Según Carlos Sánchez Almeida, “el texto puede contravenir la normativa europea de protección de datos, de libertad de expresión y de creación de empresa, otorgando a la administración facultades que corresponden en exclusiva al poder judicial”. Y añade: “Amenazar con sanciones a empresas de ‘hosting’ y pasarelas de pago empujará al exilio virtual a buena parte de los emprendedores de la red española, con la consiguiente repercusión en la creación de empleo y riqueza.

Mayor control a las entidades de gestión
Otros puntos importantes en la reforma de la LPI pasan por aumentar el control de las entidades de gestión de derechos de autor, un asunto que las ha puesto en pie de guerra.

El texto plantea la obligación de control de las cuentas de las entidades por parte de Cultura aunque, de momento, esa tarea recaería en la Comisión Nacional de la Competencia, algo que critican las entidades.

Aglutinadas bajo el paraguas de Ibercrea, critican además la “falta de una política activa para la creación e implementación de una industria cultural robusta”.

Los editores de periódicos, a través de AEDE, se han sumado también a la queja de Ibercrea de no haber sido convocados para consultarles la nueva norma.

Mientras, Carlos S. Almeida ha hecho un llamamiento directamente a los creadores quienes, en su opinión, “deben unirse en un frente común con Internet”. “Este proyecto supone un pacto contra natura entre los explotadores de la propiedad intelectual y el poder político, sometiendo por igual a los artistas y a su público”, ha afirmado.

‘Habrá diálogo y transparencia’
Desde la Secretaría de Estado de Cultura ni confirman ni desmienten los borradores que han ido publicándose a lo lardo de los últimos meses, y recomiendan esperar a que el texto pase por la primera lectura en el Consejo de Ministros, presumiblemente la semana que viene.
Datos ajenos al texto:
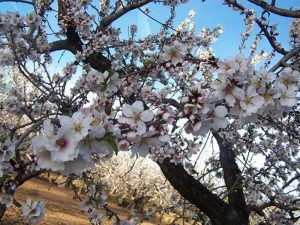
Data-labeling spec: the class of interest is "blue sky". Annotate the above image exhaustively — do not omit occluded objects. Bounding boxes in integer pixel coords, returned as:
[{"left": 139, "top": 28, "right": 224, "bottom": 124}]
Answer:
[{"left": 0, "top": 0, "right": 300, "bottom": 63}]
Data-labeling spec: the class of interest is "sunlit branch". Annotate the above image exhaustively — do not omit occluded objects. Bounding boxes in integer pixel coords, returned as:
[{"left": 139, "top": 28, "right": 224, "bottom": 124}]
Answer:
[
  {"left": 0, "top": 0, "right": 34, "bottom": 5},
  {"left": 248, "top": 0, "right": 300, "bottom": 18}
]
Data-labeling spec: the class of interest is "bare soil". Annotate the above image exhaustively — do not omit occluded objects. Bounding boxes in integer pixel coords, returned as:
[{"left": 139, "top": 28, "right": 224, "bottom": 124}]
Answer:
[{"left": 0, "top": 178, "right": 175, "bottom": 225}]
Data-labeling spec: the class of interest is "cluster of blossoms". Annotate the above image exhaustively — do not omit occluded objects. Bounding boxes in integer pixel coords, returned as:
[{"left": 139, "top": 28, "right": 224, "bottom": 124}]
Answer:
[
  {"left": 80, "top": 184, "right": 107, "bottom": 224},
  {"left": 211, "top": 55, "right": 299, "bottom": 117},
  {"left": 97, "top": 152, "right": 195, "bottom": 225},
  {"left": 0, "top": 140, "right": 15, "bottom": 177},
  {"left": 118, "top": 101, "right": 169, "bottom": 157},
  {"left": 32, "top": 111, "right": 118, "bottom": 174},
  {"left": 22, "top": 199, "right": 46, "bottom": 223},
  {"left": 180, "top": 87, "right": 228, "bottom": 136},
  {"left": 290, "top": 18, "right": 300, "bottom": 47},
  {"left": 0, "top": 0, "right": 300, "bottom": 225}
]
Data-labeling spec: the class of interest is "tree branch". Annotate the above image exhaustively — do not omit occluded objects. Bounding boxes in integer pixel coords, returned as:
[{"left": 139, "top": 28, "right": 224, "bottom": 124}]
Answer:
[
  {"left": 270, "top": 47, "right": 300, "bottom": 72},
  {"left": 248, "top": 0, "right": 300, "bottom": 18},
  {"left": 213, "top": 132, "right": 248, "bottom": 223},
  {"left": 97, "top": 0, "right": 153, "bottom": 30},
  {"left": 0, "top": 0, "right": 34, "bottom": 5},
  {"left": 158, "top": 159, "right": 228, "bottom": 224}
]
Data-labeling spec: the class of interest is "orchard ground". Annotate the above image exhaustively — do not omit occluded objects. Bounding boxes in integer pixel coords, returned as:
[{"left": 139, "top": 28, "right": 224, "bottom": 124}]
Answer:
[{"left": 0, "top": 177, "right": 185, "bottom": 225}]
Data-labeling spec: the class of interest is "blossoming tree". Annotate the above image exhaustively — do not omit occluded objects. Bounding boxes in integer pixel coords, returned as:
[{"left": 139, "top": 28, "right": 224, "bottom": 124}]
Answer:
[{"left": 0, "top": 0, "right": 300, "bottom": 225}]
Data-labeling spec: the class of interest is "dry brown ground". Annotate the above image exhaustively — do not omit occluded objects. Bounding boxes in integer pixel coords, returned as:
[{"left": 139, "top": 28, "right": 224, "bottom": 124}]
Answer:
[{"left": 0, "top": 178, "right": 178, "bottom": 225}]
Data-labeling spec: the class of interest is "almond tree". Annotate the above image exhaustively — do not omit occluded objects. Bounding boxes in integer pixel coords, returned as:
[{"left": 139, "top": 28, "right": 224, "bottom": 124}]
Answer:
[{"left": 0, "top": 0, "right": 300, "bottom": 225}]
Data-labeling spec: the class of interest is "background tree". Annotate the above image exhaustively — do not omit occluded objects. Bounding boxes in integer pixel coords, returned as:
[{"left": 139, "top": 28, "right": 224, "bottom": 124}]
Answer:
[{"left": 0, "top": 0, "right": 300, "bottom": 225}]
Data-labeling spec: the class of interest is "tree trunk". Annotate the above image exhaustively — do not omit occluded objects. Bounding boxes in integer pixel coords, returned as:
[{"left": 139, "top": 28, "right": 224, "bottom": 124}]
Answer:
[{"left": 0, "top": 204, "right": 7, "bottom": 221}]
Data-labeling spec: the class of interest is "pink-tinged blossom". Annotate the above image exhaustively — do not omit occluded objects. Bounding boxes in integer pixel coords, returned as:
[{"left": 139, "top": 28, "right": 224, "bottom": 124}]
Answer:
[
  {"left": 275, "top": 85, "right": 297, "bottom": 107},
  {"left": 59, "top": 111, "right": 93, "bottom": 140},
  {"left": 48, "top": 127, "right": 79, "bottom": 162},
  {"left": 236, "top": 86, "right": 264, "bottom": 116},
  {"left": 78, "top": 126, "right": 113, "bottom": 162},
  {"left": 118, "top": 101, "right": 154, "bottom": 135},
  {"left": 192, "top": 104, "right": 229, "bottom": 136},
  {"left": 217, "top": 58, "right": 239, "bottom": 76}
]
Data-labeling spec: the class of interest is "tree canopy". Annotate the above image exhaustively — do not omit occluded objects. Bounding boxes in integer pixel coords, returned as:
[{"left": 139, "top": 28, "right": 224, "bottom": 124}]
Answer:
[{"left": 0, "top": 0, "right": 300, "bottom": 225}]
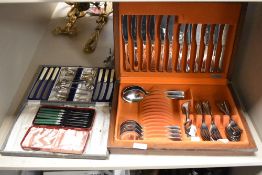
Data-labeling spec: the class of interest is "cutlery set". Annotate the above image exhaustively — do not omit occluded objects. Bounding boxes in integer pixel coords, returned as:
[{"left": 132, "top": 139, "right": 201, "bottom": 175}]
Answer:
[
  {"left": 121, "top": 15, "right": 229, "bottom": 73},
  {"left": 33, "top": 107, "right": 95, "bottom": 128},
  {"left": 120, "top": 86, "right": 243, "bottom": 142},
  {"left": 21, "top": 106, "right": 95, "bottom": 154},
  {"left": 28, "top": 66, "right": 115, "bottom": 102},
  {"left": 28, "top": 67, "right": 60, "bottom": 100}
]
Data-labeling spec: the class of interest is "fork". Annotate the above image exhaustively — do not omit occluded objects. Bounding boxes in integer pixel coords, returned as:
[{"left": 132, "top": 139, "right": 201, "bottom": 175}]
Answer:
[
  {"left": 195, "top": 102, "right": 210, "bottom": 141},
  {"left": 202, "top": 101, "right": 222, "bottom": 140},
  {"left": 217, "top": 101, "right": 243, "bottom": 141}
]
“Habrá un periodo de información pública, que puede durar un mes, en un esfuerzo voluntario para mantener el diálogo y la transparencia”, comentan, y recuerdan que habrá tiempo para reunirse con las partes interesadas, entidades, asociaciones y cualquier ciudadano que tenga algo que aportar (esto último confirmado de forma expresa y oficial por la Secretaría de Estado de Cultura).

El texto será objeto de un informe (no vinculante) del Consejo de Estado, volverá al Consejo de Ministros para su segunda lectura, y luego deberá pasar por su tramitación parlamentaria. “Quedan meses de tramitación”, recuerdan.